With over 12,000 newly diagnosed patients per year, prostate cancer is the most common cancer in men in the Netherlands [1]. Metastatic prostate cancer that progresses while the patient is receiving androgen-deprivation therapy (either alone or in combination with chemotherapy, new androgen-receptor targeting agents, or palliative radiotherapy [2,3,4]) is considered castration-resistant prostate cancer (CRPC) [5]. The median overall survival (OS) of patients with CRPC receiving solely best supportive care is 14 months [6]. Since 2004, multiple new treatments have become available that have improved the OS of these patients [7,8,9,10,11,12,13,14,15].
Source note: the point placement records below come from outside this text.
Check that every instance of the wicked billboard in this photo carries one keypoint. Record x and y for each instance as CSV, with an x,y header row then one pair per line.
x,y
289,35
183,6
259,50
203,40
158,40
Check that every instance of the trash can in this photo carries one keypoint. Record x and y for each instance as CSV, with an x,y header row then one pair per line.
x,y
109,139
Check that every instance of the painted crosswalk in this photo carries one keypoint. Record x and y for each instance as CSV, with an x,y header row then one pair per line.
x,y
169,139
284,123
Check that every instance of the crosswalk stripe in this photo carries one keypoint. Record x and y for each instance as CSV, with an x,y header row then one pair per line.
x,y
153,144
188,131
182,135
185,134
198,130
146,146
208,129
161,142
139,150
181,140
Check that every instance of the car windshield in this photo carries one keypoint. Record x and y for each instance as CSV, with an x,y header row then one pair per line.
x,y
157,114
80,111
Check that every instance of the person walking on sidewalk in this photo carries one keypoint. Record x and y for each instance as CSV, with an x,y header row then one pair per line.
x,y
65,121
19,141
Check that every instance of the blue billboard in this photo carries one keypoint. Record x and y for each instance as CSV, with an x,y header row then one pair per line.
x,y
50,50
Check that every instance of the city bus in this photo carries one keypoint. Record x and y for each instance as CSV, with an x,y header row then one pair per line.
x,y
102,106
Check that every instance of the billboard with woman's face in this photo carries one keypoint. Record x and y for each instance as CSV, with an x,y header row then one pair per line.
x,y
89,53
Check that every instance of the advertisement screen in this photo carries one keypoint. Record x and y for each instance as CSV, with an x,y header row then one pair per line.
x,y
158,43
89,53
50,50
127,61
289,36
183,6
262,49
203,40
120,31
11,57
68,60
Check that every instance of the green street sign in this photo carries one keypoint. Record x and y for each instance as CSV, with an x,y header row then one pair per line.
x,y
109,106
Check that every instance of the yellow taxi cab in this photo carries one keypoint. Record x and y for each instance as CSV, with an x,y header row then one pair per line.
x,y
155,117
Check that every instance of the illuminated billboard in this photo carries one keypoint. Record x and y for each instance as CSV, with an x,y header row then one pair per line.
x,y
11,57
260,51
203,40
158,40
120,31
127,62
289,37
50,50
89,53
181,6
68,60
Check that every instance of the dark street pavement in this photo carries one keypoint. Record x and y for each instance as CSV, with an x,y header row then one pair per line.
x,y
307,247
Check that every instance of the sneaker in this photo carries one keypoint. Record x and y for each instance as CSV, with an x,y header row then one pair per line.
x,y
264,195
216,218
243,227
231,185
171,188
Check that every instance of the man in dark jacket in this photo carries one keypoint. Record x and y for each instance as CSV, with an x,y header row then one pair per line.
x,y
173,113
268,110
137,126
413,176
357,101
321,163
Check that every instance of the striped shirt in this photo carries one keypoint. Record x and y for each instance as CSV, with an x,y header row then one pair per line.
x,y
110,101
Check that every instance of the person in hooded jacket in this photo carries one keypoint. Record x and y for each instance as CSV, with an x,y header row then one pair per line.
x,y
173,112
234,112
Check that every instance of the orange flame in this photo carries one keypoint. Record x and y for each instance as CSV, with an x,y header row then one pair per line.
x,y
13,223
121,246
There is an increasing interest in real-world data (RWD) complementary to that from randomised controlled trials (RCTs). Traditionally, RCTs are designed to show the efficacy of treatments in precisely defined groups under controlled circumstances. However, patients included in RCTs are not a good representation of patients in clinical practice. Studies have shown that real-world patients with CRPC differ from those in trials because of patient selection (i.e., patients in real-world practice are older and have more comorbidities) [16, 17]. (Cost-)effectiveness studies based on RCT data provide the (cost)effectiveness of a treatment for patients in a study setting, which might differ in real-world patients. Furthermore, information on the full disease course is lacking in RCTs as efficacy is estimated during a limited time period and often considering only one treatment line. Moreover, RCTs usually evaluate a new treatment compared with standard of care (or placebo). If different drugs have positive trial results compared with standard of care or placebo, direct comparisons between these drugs are often lacking. Consequently, the effectiveness of different treatment sequences is unknown. Real-world disease models spanning multiple sequential treatment lines can provide insight into the (cost) effectiveness of treatment sequences in clinical practice.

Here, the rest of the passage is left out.